2. The general case: how many permutations of N numbers? Additional marks if you can give a reasonable explanation of why.
The answer is n!, (pronounced "N factorial"), which is equal to
n x (n-1) x ... x 3 x 2 x 1
Why? Well, consider the process of producing a single permutation. Taking all n numbers, you want to stick them in n slots in some order.
You have n choices of which number to put into the first slot. For each of these choices, you have n-1 choices of which number to put in the second slot, giving you n x (n-1) ways of filling the first two slots.
For each of these, you have n-2 numbers remaining, so there are n-2 choices of a number to fill the third slot. Thus there are n x (n-1) x (n-2) ways to fill the first three slots.
Continuing this argument, there are n! total permutations.
This was due to Spike, and is a nice explanation. Let's suppose there are a number, k, of ways to arrange n-1 numbers.

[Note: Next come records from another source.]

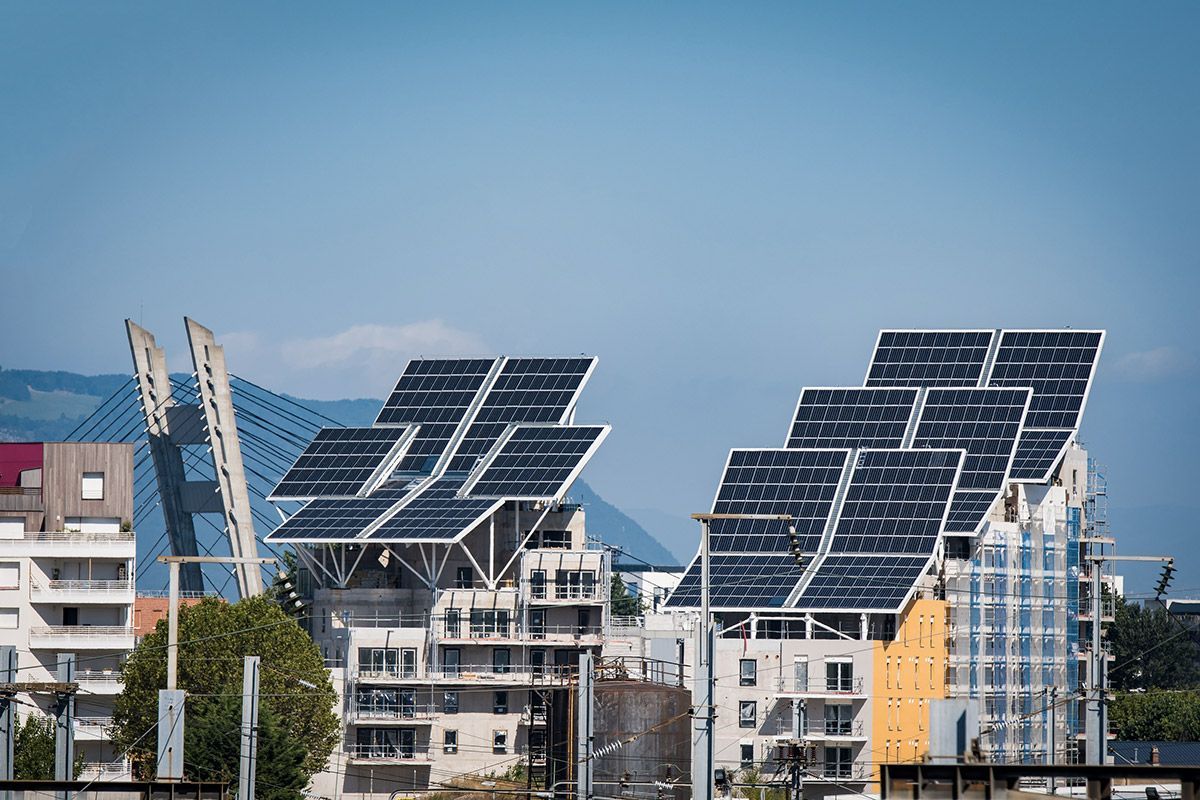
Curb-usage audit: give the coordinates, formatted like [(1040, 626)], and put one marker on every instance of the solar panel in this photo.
[(538, 462), (1037, 453), (526, 390), (797, 482), (437, 513), (897, 501), (754, 581), (852, 417), (1059, 365), (436, 394), (929, 358), (340, 462), (862, 583), (328, 519)]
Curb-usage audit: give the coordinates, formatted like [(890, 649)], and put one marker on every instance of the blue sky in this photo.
[(723, 202)]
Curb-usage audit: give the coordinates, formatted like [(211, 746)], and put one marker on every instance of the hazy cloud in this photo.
[(1153, 365), (359, 361)]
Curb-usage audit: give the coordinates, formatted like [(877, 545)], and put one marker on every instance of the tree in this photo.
[(33, 750), (623, 603), (214, 636), (213, 743), (1156, 716), (1151, 650)]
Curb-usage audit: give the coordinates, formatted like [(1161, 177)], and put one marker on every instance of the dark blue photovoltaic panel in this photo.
[(1059, 365), (897, 501), (1037, 453), (862, 583), (527, 390), (337, 462), (537, 462), (929, 359), (436, 394), (336, 519), (797, 482), (985, 422), (852, 417), (436, 513), (757, 581), (969, 510)]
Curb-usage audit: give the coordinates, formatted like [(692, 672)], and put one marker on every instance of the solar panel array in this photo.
[(945, 420), (339, 462), (797, 482), (852, 417), (460, 409), (537, 461)]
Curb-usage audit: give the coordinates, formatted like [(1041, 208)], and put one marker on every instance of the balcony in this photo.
[(851, 687), (100, 681), (70, 543), (397, 714), (106, 771), (75, 593), (388, 755), (81, 637), (832, 731), (93, 728)]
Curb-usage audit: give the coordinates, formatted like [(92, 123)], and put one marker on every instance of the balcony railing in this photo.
[(388, 753), (849, 686)]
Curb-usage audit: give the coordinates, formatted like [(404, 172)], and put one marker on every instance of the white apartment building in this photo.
[(67, 579)]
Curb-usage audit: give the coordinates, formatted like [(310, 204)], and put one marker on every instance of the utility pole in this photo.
[(1097, 684), (249, 728), (705, 692), (171, 699)]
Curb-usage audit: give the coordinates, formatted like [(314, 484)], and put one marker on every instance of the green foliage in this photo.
[(1156, 716), (755, 785), (33, 751), (624, 603), (1150, 650), (211, 744), (214, 637)]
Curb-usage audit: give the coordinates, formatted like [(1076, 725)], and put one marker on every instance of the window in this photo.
[(748, 714), (839, 675), (538, 623), (10, 575), (451, 659), (463, 578), (93, 486), (378, 661), (748, 672), (408, 662)]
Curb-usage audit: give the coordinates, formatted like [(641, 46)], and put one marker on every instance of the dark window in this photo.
[(748, 672), (748, 714), (463, 578), (451, 659)]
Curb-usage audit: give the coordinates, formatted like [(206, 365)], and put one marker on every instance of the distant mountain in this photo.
[(37, 405)]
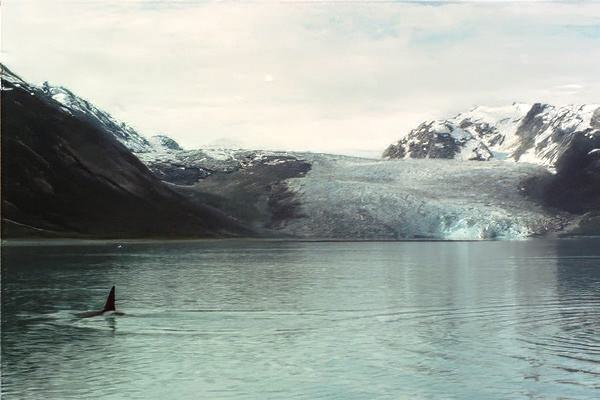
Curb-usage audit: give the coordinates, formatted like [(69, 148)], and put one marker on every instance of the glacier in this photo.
[(351, 198), (323, 196)]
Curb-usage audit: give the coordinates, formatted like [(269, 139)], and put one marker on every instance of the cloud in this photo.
[(304, 75)]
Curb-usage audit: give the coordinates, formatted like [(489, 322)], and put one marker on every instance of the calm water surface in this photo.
[(279, 320)]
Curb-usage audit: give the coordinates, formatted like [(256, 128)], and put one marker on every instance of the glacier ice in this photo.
[(353, 198)]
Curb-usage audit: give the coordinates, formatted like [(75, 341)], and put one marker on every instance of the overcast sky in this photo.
[(325, 76)]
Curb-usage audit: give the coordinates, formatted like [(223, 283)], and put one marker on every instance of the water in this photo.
[(278, 320)]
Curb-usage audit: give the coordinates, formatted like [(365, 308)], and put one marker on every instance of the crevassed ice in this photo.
[(442, 199)]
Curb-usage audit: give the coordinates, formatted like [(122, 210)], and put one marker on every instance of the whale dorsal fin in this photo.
[(110, 301)]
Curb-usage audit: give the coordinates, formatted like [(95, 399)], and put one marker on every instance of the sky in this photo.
[(347, 77)]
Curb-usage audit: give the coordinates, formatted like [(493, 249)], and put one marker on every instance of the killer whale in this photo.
[(109, 308)]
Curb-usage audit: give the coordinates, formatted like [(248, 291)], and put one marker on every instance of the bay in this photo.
[(227, 319)]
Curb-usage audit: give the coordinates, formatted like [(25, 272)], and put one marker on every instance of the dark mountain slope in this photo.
[(65, 177)]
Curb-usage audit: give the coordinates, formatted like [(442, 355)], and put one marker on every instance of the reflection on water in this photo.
[(226, 319)]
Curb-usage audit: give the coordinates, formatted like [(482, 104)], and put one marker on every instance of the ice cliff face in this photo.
[(538, 134), (353, 198), (318, 196)]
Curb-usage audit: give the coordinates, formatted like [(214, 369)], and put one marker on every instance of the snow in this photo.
[(442, 199)]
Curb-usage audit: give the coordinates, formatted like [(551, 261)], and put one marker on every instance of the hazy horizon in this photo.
[(336, 76)]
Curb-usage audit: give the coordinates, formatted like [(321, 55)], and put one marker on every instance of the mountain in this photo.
[(66, 174), (565, 139), (71, 169), (539, 134)]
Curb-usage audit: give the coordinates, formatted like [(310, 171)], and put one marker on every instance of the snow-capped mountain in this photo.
[(538, 133), (64, 174), (65, 154), (123, 132)]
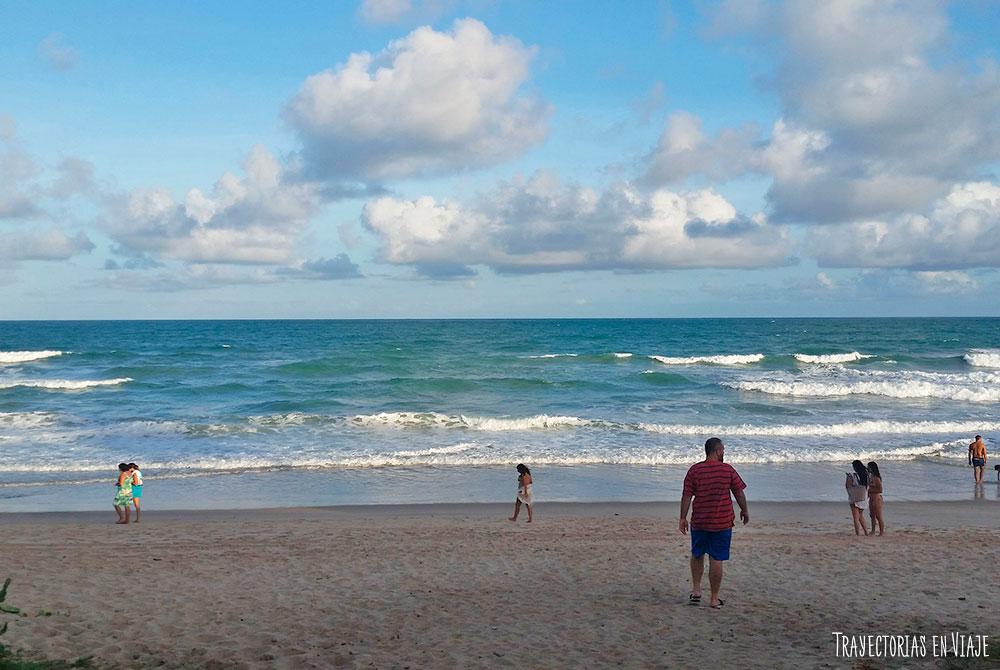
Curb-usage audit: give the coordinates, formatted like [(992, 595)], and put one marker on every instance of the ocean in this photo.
[(278, 413)]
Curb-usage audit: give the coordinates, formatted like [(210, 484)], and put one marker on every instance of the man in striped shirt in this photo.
[(709, 484)]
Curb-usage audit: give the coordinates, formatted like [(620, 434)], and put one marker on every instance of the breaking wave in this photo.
[(831, 358), (983, 358), (63, 384), (26, 356), (728, 359), (975, 387)]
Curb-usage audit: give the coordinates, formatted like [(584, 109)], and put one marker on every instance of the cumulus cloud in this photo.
[(56, 52), (684, 150), (338, 267), (18, 171), (432, 102), (188, 277), (540, 224), (253, 219), (883, 118), (961, 230)]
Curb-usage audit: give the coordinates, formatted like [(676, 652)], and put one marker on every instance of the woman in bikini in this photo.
[(875, 497)]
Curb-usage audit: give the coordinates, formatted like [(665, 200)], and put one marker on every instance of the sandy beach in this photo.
[(450, 586)]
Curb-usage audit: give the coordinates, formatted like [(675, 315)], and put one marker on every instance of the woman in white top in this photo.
[(857, 495), (523, 492)]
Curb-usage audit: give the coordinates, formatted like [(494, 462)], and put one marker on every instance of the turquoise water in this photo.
[(434, 401)]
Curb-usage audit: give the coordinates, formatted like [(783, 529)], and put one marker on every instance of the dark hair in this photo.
[(711, 444), (861, 471), (873, 468)]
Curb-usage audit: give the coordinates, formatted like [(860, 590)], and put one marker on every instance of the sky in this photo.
[(499, 158)]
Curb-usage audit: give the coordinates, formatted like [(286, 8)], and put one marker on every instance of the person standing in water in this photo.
[(875, 497), (857, 496), (523, 491), (136, 488), (977, 458)]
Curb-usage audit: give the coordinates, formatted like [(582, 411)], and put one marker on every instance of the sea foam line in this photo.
[(469, 456), (728, 359), (983, 358), (831, 358), (26, 356), (64, 384), (901, 390)]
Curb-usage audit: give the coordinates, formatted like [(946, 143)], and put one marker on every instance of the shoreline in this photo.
[(585, 585), (290, 488), (928, 514)]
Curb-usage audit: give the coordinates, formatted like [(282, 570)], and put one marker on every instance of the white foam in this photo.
[(64, 384), (26, 356), (494, 424), (469, 455), (826, 430), (728, 359), (527, 423), (974, 387), (26, 420), (983, 358), (406, 420), (435, 451), (831, 358)]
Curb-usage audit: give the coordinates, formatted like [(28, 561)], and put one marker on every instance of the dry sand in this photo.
[(447, 586)]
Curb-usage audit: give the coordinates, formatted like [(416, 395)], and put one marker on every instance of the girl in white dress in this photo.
[(523, 491)]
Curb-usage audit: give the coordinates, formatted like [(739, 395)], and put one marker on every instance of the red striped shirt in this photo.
[(710, 483)]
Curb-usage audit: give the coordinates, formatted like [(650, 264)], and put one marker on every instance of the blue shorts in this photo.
[(714, 543)]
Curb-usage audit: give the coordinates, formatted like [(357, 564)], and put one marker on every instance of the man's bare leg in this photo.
[(697, 570), (714, 579)]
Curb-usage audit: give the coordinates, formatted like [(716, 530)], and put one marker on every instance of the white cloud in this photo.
[(57, 52), (253, 219), (684, 150), (432, 102), (961, 230), (881, 115), (947, 282), (542, 225), (18, 172), (338, 267)]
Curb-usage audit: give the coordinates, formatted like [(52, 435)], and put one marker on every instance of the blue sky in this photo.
[(440, 158)]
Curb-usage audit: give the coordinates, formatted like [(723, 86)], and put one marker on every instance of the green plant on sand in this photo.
[(12, 660)]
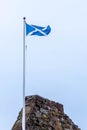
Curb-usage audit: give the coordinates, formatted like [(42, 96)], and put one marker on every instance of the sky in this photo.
[(56, 65)]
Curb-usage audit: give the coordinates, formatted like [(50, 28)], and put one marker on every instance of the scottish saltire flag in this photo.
[(37, 30)]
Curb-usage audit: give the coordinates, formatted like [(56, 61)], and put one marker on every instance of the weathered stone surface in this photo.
[(43, 114)]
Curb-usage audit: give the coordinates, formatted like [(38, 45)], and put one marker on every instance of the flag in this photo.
[(37, 30)]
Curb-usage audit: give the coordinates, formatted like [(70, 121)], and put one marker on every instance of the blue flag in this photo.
[(37, 30)]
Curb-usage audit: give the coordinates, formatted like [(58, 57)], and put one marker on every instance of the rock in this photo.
[(43, 114)]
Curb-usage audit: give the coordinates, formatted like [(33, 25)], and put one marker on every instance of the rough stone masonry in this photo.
[(43, 114)]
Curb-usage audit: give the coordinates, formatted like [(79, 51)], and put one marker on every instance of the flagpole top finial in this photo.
[(24, 18)]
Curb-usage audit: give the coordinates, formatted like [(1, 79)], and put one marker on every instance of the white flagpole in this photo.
[(23, 116)]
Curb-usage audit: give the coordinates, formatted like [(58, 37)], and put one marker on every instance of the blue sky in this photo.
[(56, 65)]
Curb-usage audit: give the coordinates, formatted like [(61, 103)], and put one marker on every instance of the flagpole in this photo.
[(23, 116)]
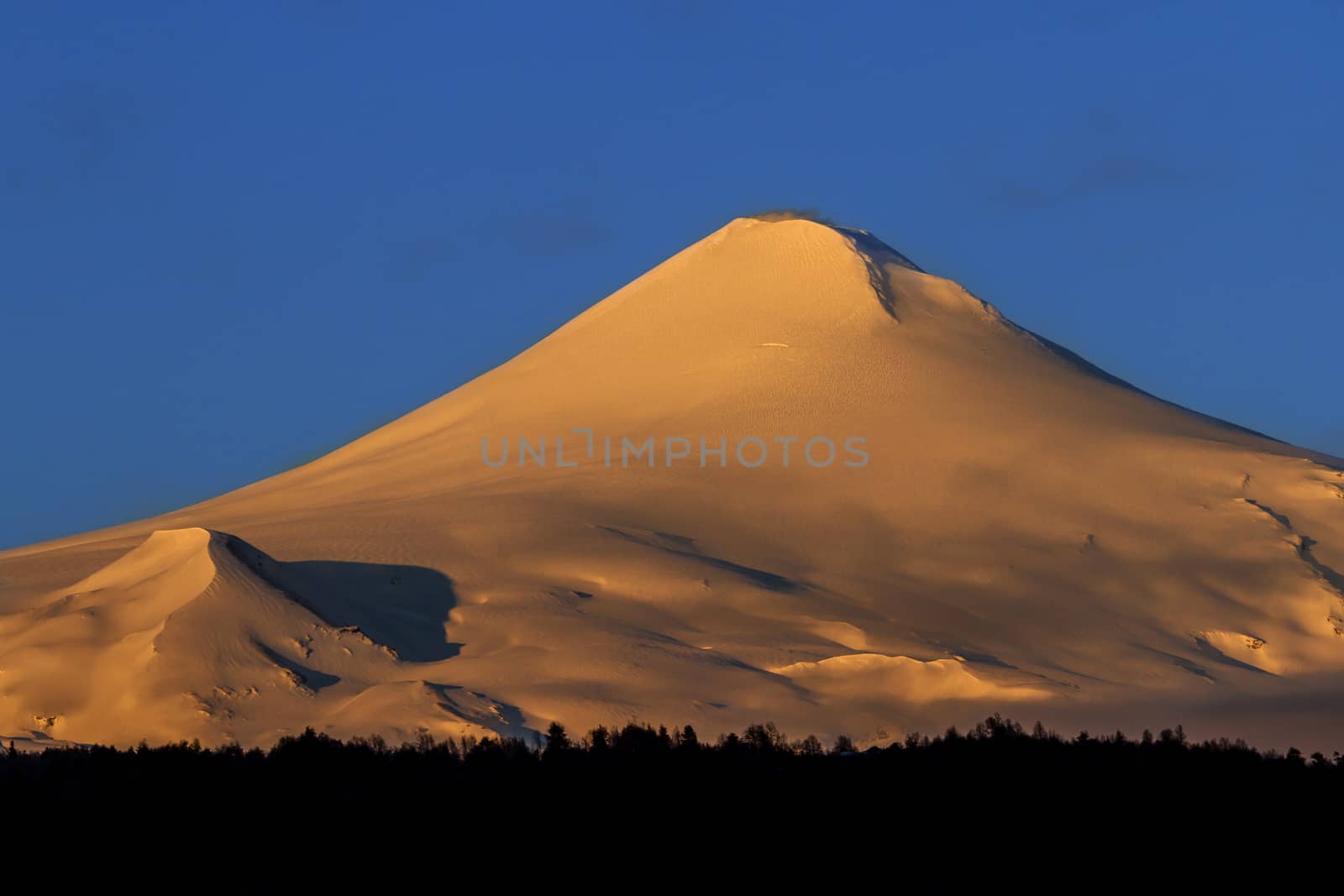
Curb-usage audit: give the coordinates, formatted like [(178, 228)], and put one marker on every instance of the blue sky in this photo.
[(239, 235)]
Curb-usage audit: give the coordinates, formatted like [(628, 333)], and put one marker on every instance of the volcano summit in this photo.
[(1027, 535)]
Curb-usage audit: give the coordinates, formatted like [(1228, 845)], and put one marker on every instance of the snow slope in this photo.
[(1028, 535)]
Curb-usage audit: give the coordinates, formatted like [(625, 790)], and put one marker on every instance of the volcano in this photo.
[(784, 476)]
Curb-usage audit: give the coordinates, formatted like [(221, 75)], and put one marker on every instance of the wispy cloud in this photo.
[(1106, 174)]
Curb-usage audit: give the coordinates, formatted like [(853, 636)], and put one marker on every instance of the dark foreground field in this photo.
[(995, 772)]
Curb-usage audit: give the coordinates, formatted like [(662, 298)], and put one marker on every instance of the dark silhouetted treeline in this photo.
[(998, 770)]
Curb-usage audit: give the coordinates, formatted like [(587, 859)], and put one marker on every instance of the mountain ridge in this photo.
[(1026, 530)]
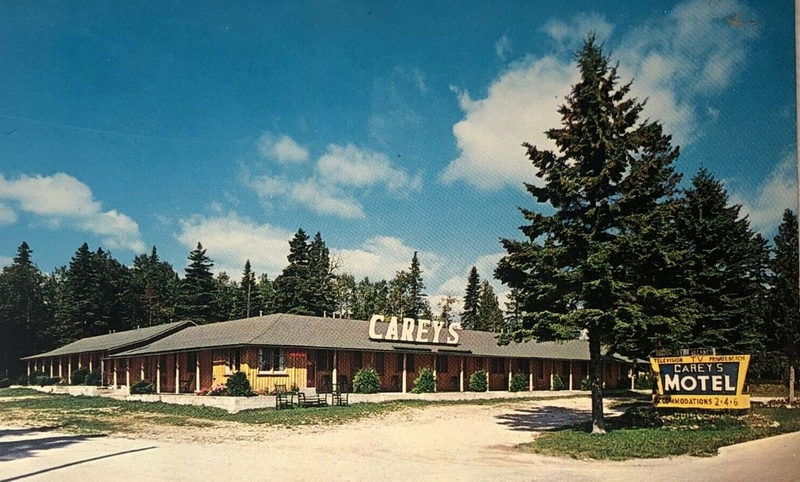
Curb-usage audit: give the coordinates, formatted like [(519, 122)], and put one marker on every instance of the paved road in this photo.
[(391, 451)]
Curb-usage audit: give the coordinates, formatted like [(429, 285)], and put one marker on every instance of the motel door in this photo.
[(311, 369)]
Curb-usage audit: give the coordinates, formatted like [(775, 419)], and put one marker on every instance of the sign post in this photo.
[(710, 382)]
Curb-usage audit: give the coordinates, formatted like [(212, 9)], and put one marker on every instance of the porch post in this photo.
[(435, 378), (197, 372), (461, 375), (177, 374), (335, 371), (530, 374), (405, 368), (570, 375)]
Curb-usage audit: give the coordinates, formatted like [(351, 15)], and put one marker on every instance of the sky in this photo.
[(390, 127)]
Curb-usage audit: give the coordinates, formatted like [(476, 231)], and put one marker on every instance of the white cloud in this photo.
[(61, 199), (777, 193), (571, 34), (521, 104), (338, 175), (7, 215), (230, 240), (354, 167), (326, 199), (282, 148), (677, 62), (381, 257), (503, 47)]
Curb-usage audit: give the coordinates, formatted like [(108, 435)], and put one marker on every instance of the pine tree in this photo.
[(226, 293), (785, 298), (320, 288), (417, 304), (725, 272), (469, 317), (446, 310), (571, 273), (490, 316), (198, 289), (292, 285), (155, 287), (247, 299), (266, 295), (24, 315), (80, 314)]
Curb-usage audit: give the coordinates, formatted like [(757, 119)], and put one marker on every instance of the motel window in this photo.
[(324, 360), (410, 363), (441, 364), (232, 362), (379, 360), (271, 360), (497, 365)]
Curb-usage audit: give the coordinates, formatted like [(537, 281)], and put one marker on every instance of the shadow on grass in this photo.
[(539, 419)]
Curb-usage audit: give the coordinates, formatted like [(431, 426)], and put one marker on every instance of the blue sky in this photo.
[(388, 126)]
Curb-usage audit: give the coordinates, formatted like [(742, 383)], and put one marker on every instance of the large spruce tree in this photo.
[(570, 274), (725, 271), (24, 314), (490, 316), (198, 289), (784, 329), (469, 315)]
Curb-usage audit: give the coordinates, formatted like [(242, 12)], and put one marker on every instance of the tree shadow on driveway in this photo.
[(540, 419), (29, 447)]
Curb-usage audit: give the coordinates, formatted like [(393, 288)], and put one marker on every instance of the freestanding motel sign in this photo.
[(711, 382)]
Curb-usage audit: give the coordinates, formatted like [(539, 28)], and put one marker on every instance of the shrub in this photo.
[(425, 382), (519, 383), (34, 376), (239, 386), (644, 382), (95, 377), (366, 380), (477, 382), (43, 380), (142, 387), (216, 391), (79, 376)]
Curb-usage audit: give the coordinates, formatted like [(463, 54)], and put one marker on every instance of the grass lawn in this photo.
[(106, 415), (636, 436)]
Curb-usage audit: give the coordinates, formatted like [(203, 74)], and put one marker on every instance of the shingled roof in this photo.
[(342, 334), (116, 341)]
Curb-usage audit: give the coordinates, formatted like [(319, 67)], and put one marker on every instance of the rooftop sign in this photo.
[(708, 382), (413, 331)]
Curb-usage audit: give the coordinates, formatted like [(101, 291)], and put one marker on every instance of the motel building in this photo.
[(308, 352)]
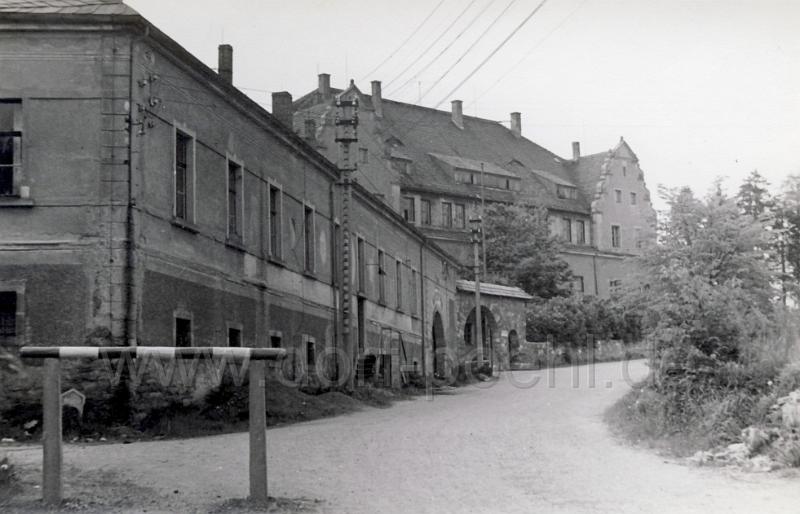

Then, for each of these arrangements, there are a total of n places we can insert the number n into the sequence to produce a different arrangement of n numbers.
Perhaps an example is in order. Suppose there are k arrangements of the numbers 1..3. Let's pick one: 1,2,3. Then from this arrangement, we can construct 4 permutations of the numbers 1,2,3,4, as follows:
4, 1, 2, 3
1, 4, 2, 3
1, 2, 4, 3
1, 2, 3, 4
Following this argument through, there are a total of kxn permutations. In other words, to get from the number of permutations of n-1 things to the number of permutations of n things, you multiply the previous result by n.
Since there is 1 permutation of the number 1, this means there will be 1x2 permutations of 2 numbers, 1x2x3 permutations of three numbers, and so on.